Thursday, November 09, 2006

Reformation Denied in Rochester

On the evening of Sunday October 28th, four Rochester area churches joined for worship on the occasion of the 489th anniversary of the Reformation. That morning, another local Rochester church turned its back on everything the Reformers stood for.

During the morning worship service, North Baptist Church invited an artist to create a chalk drawing and a sculpture of Jesus during the sermon. Below is Senior Pastor David Whiting’s explanation for this action:

It is great to have Richard here who through some visual art- it is an act of worship to him and an aid to our worship as we focus on the greatness and the glory of God and the greatness and glory of Christ…I think because of some abuses in church history art has been relegated to the back of the church; and that’s too bad, because art is a great aid to our focus and to our worship. We don’t worship art, certainly that’s not what we do. But art is a great mind-focusing, God-glorifying, physically-enhancing blessing to our worship; so thank you Richard for helping us and sharing your gifts with us. (Sermon audio for "The Centrality of the Cross and the Glory of Christ" is available at North Baptist's Website under recent messages, from which this quote was taken.)

Compared to other stunts pulled in other Evangelical churches, this is relatively minor; but the decline from a church who once placed primary emphasis on the pure preaching of the Word of God to this action is striking. Two considerations suggest themselves in response to this action.

First, this action is a blatant denial of the foundation principle of the Reformation, sola Scriptura. Scripture, and Scripture alone is the only authority to guide the church in matters of faith and practice. The application of this principle to worship is known as the regulative principle- the Bible alone determines what is acceptable in worship to God. Debate rages concerning the scope and the application of the regulative principle, but those who are committed to Biblical worship do not debate the illegitimacy of images in worship, especially of Christ. The first commandment forbids worship of any other than God, the second forbids worship in any matter and by any means not prescribed by God- forming the Scriptural basis for the regulative principle. Obedience to these commandments is the hallmark of worship passed down from the Protestant Reformation. Disobedience or disregard to these commandments lead not towards the purity envisioned and restored by the Reformation, but to the abuses of Rome.

In light of this disregard of the foundational principle of the Reformation, it is not surprising that Pastor Whiting demonstrates a parallel to the doctrine of Rome. The pathetic knowledge which most current pastors and church leaders have not only of the Bible and sound doctrine, but also of church history is a sure explanation of the repetition of the mistakes of the past. The Second Council of Nicea concerned itself with the issue of idolatry and images in church, and reached the wrong conclusion. The decision of this council formed the basis of the abuses in worship the Reformers objected to, and the doctrine of the current Catholic Church. Consider the following two quotes from the Catechism of the Catholic Church:

1162 “The beauty of the images moves me to contemplation, as a meadow delights the eyes and subtly infuses the soul with the glory of God." Similarly, the contemplation of sacred icons, united with meditation on the Word of God and the singing of liturgical hymns, enters into the harmony of the signs of celebration so that the mystery celebrated is imprinted in the heart's memory and is then expressed in the new life of the faithful.

2132 The Christian veneration of images is not contrary to the first commandment which proscribes idols. Indeed, "the honor rendered to an image passes to its prototype," and "whoever venerates an image venerates the person portrayed in it." The honor paid to sacred images is a "respectful veneration," not the adoration due to God alone: Religious worship is not directed to images in themselves, considered as mere things, but under their distinctive aspect as images leading us on to God incarnate.

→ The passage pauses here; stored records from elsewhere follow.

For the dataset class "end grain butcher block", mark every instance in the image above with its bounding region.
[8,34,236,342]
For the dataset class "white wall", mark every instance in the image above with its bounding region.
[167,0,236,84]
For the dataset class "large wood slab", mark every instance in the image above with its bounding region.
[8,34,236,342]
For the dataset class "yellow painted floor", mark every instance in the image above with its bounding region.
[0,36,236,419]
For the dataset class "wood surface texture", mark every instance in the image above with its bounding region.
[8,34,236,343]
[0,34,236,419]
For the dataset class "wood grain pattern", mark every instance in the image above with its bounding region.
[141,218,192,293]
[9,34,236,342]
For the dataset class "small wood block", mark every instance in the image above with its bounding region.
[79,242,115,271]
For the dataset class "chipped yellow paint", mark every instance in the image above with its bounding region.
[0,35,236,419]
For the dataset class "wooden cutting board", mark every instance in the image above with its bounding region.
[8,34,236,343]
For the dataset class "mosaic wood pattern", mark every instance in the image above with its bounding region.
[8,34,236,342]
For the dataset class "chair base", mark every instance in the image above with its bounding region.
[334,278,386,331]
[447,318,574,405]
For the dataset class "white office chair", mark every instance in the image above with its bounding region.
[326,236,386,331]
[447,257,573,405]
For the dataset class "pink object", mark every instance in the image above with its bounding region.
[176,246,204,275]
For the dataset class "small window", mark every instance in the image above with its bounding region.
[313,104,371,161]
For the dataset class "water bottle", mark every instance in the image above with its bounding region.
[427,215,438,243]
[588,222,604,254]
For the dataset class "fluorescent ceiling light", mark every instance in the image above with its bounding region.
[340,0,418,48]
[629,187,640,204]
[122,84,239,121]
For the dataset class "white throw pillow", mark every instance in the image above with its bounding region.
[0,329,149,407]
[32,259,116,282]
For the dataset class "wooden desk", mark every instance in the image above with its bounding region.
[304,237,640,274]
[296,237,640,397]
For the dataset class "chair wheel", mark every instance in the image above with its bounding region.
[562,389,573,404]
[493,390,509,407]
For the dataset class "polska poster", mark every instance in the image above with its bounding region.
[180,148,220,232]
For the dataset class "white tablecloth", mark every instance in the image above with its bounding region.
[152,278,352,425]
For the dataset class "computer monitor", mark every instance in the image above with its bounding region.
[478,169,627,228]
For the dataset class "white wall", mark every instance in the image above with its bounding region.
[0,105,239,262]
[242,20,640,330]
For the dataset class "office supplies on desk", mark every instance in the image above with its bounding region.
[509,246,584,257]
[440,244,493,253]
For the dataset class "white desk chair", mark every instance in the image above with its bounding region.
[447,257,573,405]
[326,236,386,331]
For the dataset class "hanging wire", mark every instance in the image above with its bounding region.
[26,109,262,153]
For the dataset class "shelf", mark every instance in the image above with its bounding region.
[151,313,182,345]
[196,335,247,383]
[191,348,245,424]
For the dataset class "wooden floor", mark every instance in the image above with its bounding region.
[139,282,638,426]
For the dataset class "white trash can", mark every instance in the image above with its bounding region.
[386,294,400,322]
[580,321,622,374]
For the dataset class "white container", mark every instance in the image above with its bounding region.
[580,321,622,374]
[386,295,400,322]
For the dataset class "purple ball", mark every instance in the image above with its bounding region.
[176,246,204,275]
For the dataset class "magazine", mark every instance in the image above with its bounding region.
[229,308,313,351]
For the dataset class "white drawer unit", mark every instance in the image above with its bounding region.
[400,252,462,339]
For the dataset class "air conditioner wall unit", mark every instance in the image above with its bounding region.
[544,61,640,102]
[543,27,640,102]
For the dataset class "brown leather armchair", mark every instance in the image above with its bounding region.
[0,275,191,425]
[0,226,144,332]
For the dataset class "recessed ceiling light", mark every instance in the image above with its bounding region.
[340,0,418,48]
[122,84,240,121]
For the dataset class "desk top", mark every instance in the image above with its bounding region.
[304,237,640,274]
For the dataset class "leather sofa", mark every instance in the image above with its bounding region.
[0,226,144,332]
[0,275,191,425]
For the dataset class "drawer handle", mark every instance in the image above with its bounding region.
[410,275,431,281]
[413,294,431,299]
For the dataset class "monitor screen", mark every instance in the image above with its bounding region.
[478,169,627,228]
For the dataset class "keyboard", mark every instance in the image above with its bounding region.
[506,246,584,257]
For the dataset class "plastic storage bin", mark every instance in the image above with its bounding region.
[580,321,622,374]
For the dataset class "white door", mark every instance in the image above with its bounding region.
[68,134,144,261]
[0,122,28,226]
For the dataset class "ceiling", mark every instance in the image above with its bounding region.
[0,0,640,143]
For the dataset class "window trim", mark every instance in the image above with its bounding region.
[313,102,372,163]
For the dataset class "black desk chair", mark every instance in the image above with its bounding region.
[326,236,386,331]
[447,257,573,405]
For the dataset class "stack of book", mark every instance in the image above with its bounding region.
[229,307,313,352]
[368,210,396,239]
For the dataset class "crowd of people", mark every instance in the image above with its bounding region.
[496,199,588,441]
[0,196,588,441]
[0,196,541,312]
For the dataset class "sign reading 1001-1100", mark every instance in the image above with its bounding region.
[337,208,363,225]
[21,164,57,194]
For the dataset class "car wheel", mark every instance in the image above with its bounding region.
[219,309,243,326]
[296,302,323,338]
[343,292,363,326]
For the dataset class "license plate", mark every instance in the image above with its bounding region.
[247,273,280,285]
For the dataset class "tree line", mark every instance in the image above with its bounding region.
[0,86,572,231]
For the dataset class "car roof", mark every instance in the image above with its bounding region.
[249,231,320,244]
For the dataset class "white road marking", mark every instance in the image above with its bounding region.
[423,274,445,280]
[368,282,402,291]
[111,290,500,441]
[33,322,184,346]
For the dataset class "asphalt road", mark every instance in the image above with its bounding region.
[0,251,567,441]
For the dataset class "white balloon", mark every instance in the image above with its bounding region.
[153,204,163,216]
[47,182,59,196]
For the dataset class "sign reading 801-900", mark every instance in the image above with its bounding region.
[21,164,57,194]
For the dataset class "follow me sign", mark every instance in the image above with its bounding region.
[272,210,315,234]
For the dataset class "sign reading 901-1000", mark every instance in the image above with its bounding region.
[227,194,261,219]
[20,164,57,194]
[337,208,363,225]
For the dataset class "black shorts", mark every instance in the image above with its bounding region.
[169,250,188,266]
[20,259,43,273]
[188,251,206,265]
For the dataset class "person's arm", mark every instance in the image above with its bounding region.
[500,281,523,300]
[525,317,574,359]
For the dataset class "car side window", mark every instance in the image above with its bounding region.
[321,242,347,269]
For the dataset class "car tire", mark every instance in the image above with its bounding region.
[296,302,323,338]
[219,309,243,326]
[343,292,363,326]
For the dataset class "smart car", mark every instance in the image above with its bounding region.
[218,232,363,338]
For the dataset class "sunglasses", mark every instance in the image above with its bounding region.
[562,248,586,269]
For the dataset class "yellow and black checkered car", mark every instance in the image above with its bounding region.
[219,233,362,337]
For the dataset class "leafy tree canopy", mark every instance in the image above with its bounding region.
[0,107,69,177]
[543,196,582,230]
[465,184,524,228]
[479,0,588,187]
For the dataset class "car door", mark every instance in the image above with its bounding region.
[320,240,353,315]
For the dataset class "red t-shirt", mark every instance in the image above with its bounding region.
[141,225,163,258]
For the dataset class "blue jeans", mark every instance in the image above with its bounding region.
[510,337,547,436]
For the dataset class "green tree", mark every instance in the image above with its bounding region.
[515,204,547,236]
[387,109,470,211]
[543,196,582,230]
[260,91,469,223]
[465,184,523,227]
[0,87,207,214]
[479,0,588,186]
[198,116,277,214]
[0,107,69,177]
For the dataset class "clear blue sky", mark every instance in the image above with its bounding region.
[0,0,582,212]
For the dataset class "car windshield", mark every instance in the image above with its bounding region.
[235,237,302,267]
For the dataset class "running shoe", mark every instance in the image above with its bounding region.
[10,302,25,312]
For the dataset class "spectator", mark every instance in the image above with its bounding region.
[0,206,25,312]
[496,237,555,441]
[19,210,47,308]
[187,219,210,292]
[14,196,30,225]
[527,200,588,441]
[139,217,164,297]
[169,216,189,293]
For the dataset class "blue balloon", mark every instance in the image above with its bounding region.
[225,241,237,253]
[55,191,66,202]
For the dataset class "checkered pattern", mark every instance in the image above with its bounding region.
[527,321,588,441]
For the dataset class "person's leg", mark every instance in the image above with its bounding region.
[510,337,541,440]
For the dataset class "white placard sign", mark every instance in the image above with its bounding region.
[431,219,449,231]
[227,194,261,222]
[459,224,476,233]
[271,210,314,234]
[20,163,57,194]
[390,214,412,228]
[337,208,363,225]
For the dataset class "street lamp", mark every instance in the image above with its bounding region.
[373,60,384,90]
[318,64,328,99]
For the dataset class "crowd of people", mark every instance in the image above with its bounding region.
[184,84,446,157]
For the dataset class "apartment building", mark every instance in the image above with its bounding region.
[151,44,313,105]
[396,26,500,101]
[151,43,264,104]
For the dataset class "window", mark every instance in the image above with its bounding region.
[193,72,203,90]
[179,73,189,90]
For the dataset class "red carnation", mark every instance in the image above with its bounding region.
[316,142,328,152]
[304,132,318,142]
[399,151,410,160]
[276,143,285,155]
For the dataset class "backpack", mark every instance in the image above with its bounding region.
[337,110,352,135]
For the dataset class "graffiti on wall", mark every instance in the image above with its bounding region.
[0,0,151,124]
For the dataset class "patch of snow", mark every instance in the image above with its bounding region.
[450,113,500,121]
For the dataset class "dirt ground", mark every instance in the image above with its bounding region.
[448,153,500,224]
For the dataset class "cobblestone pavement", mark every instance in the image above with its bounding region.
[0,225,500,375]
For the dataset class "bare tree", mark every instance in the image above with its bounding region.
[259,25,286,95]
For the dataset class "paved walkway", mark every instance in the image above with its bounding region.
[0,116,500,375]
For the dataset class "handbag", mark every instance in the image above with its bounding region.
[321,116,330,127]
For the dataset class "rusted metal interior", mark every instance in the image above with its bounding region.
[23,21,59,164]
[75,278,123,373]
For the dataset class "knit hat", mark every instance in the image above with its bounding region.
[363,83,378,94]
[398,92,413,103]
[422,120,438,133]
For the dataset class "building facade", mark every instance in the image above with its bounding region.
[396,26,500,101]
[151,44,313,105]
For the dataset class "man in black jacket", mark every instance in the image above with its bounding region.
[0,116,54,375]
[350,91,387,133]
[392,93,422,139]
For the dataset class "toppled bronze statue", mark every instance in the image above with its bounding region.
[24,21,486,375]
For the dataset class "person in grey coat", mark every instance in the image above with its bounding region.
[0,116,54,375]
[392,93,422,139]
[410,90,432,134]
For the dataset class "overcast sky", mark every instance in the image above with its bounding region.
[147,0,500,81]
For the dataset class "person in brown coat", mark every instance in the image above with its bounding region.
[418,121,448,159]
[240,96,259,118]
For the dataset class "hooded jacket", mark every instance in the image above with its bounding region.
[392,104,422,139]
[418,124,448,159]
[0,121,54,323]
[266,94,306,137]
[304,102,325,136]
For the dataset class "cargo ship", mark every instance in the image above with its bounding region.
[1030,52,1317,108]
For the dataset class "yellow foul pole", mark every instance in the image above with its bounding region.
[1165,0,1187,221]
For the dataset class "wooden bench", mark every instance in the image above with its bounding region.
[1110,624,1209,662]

The movement toward the image does not terminate in it as image, but tends toward that whose image it is.

Pastor Whiting said the work of the artist served as a act of the artist’s worship, and an aid to the congregation’s worship. Consider the similarity of this with the first (1162) statement from the Catholic Catechism. Images of Christ serve as a means towards worship in conjunction with those means which find approval in Scripture. No serious, doctrinally informed Catholic would affirm that worship is offered to images, but only “respectful adoration.” The use of art according to official Catholic teaching is to aid in focusing the mind on the true object(s) of worship. Isn’t this exactly how Pastor Whiting defended this action, denying that worship was offered to art, but that is served as a “great mind-focusing, God-glorifying, physically-enhancing blessing to our worship?” What is most disturbing is his calling the traditional Protestant and Biblical positions on visual art in worship as an “abuse of history.” The Second Council of Nicea mandated that every church contain images of Christ and of the saints, and aside from images of the saints, and the movement to counteract this error constitutes an abuse. In so doing, it turns its back on the Reformation, and sets its trajectory straight for Rome, away from Wittenburg or Geneva. May God have mercy and return this church to faithfulness and continued reform.